Frequently Asked Questions

I just received a subpoena for medical records and/or deposition. What should I do?


As a busy healthcare professional, it is likely you may be subpoenaed at some time during your career to provide medical records or give a deposition concerning your care of a patient. In many instances this is an everyday occurrence and unrelated to criticisms regarding your care and treatment. For example, your patient may be involved in some type of personal injury or workers' compensation accident where your records or testimony as a treating physician are necessary to prosecute or defend the personal injury lawsuit or workers' compensation proceeding. Keep in mind that state laws vary, but in many jurisdictions the attorneys defending personal injury or workers’ compensation claims are not permitted to discuss the patient’s case with you absent written authorization from the patient. Their only means of getting information regarding your care and treatment is a formal deposition proceeding with all parties to the suit present. If you are comfortable that is the case with the subpoena and are experienced in giving depositions, it is not necessary that you contact our Claims Advice Hotline.

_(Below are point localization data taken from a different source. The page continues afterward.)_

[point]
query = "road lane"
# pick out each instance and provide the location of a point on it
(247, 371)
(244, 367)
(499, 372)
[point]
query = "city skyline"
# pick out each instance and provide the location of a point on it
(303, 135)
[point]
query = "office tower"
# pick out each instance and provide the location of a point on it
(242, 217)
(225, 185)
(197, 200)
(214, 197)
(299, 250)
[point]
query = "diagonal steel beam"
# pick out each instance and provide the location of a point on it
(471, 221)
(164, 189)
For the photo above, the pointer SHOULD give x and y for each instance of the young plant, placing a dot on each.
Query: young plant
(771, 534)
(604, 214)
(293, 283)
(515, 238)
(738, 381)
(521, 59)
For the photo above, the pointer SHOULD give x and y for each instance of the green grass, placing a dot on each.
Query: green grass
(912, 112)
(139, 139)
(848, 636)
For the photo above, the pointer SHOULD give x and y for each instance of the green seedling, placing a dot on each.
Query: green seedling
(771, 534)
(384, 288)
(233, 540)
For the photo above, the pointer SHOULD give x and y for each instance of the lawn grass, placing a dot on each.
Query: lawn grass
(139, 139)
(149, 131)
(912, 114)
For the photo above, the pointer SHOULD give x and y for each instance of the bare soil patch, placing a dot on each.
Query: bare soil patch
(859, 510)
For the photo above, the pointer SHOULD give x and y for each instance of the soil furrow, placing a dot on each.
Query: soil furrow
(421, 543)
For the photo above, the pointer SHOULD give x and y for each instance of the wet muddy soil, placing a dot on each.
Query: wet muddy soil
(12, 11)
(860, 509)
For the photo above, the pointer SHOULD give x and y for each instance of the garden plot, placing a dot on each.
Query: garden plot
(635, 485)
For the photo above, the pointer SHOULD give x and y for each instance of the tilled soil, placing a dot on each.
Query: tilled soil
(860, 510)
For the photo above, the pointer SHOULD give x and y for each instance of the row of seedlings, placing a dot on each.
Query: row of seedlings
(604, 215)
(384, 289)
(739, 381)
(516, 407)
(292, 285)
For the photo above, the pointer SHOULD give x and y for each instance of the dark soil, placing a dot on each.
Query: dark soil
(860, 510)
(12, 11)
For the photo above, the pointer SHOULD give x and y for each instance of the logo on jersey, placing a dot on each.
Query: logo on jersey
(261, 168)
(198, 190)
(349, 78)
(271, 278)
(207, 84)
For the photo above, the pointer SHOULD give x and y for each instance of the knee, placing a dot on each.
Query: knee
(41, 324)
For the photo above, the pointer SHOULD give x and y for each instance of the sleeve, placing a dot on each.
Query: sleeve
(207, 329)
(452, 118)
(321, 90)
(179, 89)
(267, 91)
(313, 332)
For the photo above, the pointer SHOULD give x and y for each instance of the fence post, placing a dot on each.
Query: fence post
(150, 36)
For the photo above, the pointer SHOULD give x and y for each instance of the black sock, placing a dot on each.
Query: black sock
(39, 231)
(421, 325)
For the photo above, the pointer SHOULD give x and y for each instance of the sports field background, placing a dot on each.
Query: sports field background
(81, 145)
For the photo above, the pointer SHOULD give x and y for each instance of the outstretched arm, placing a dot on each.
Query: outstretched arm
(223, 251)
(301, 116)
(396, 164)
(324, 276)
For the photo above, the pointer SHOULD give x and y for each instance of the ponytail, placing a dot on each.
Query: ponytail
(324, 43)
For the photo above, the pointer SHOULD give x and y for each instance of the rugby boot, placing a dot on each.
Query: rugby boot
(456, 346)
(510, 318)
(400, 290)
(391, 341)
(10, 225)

If, however, you are not certain about the purpose for the records or deposition subpoena, or have concern that either the patient or other parties already named in the lawsuit could be attempting to claim some wrongdoing on your part, you should contact us immediately so we can proceed in your defense, if necessary. Call our Claims Advice Hotline, 1-800-640-6504, to discuss your situation with a professional claim representative. Again, treat the subpoena just as you would any formal claim against you. DO NOT attempt to contact the patient or the patient’s attorney to discuss the subpoena or any other paperwork you may receive.